For any organization that works with big data extensively, hiring skilled data engineers is a must. This means that you need to evaluate applicants’ abilities accurately and objectively during the recruitment process, without bias.
But how can you achieve that?
The best way to assess candidates’ skills is to use a pre-employment talent assessment featuring skills tests and the right data engineering interview questions.
Here are some skills tests you can use to evaluate your next data engineer’s skills and experience:
Data Science: Identify candidates who are proficient in statistics, deep learning, machine learning, and neural networks
Apache Spark for Data Engineers: Apache Spark is a key tool for data management; assess candidates’ experience with it with the help of this test
MATLAB: Evaluate applicants’ knowledge of this programming language with the help of our test
Fundamentals of Statistics and Probability: Make sure your next hire knows all the key notions of statistics and probability
Platform-specific tests, such as the Data Analytics in AWS, Data Analytics in GCP, and Data Analytics in Azure tests.
You can also add personality and culture tests to your assessment to get to know your candidates better.
Then, simply invite your most promising candidates to an interview. To help you prepare for this part of the hiring process, we’ve selected the best 55 data engineering interview questions below and provided sample answers to 22 of them.
Below, you’ll find our selection of the best interview questions to ask data engineers during interviews. We’ve also included sample answers to help you evaluate their responses, even if you have no engineering background.
Most data engineers use Python and SQL because of their extensive support for data-oriented tasks.
Python’s libraries are particularly useful for data projects, so expect candidates to mention some of the following:
Pandas for data manipulation
PySpark for working with big data in a distributed environment
NumPy for numerical data
SQL is ideal for building database interactions, particularly in designing queries, managing data, and optimizing database operations.
Many data engineers also use Java or Scala when working with large-scale data processing frameworks such as Apache Hadoop and Spark.
To assess applicants’ proficiency in these languages and frameworks, you can use our Python (Data Structures and Objects), Pandas, NumPy, and Advanced Scala tests.
Effective data management practices start with establishing strict data validation rules to check the data’s accuracy, consistency, and completeness.

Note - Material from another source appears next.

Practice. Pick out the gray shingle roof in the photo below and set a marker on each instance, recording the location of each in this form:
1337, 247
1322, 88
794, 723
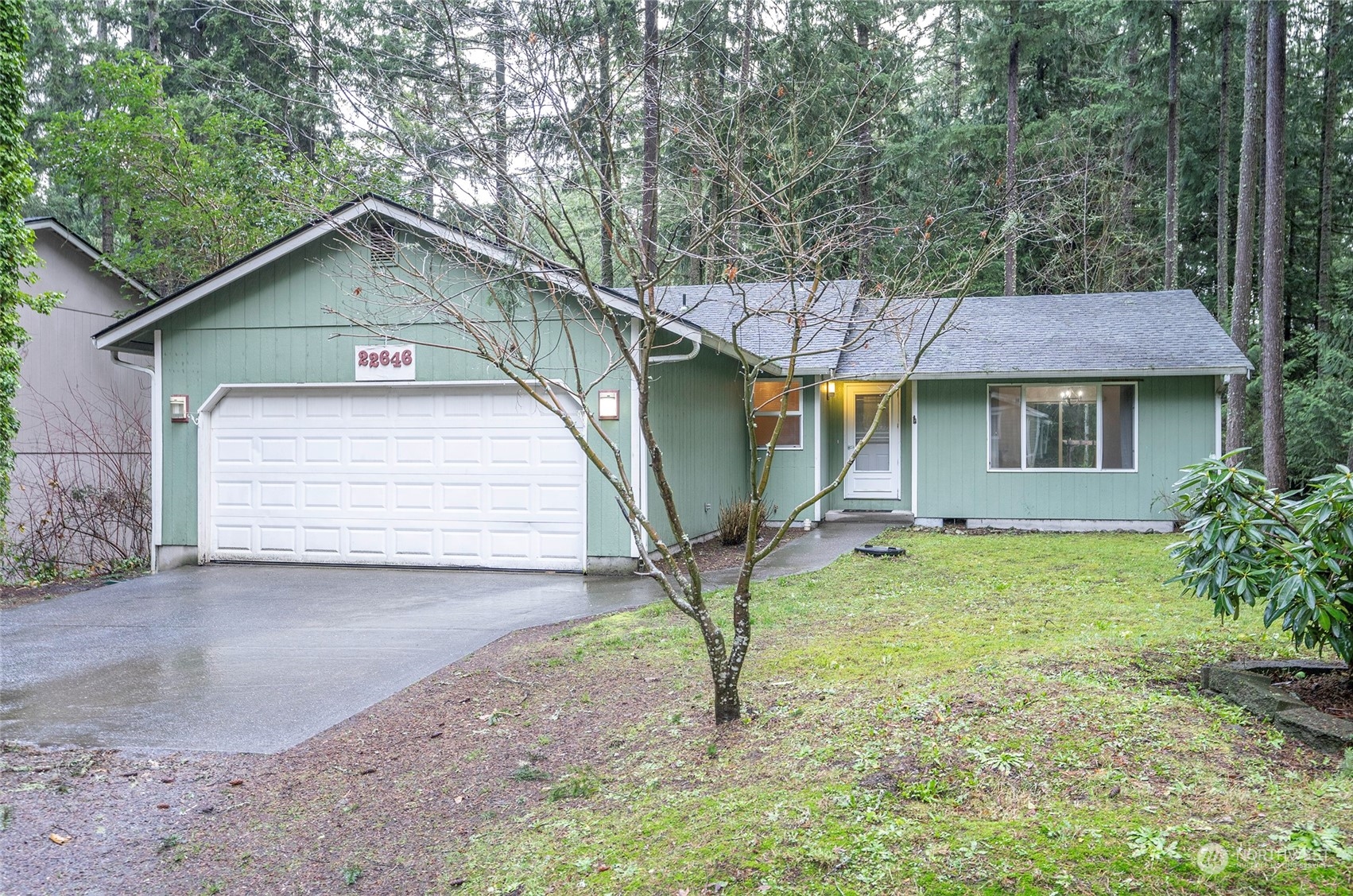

Here are some strategies candidates might mention:
Implement automated cleansing processes using scripts or software to correct errors
Perform regular data audits and reviews to maintain data integrity over time
Collaborate with data source providers to understand the origins of potential issues and improve collection methodologies
Design a robust data governance framework to maintain the high quality of data
This question helps you evaluate candidates’ Agile skills and see whether they’re able to actively participate in all phases of the software development life cycle from the start.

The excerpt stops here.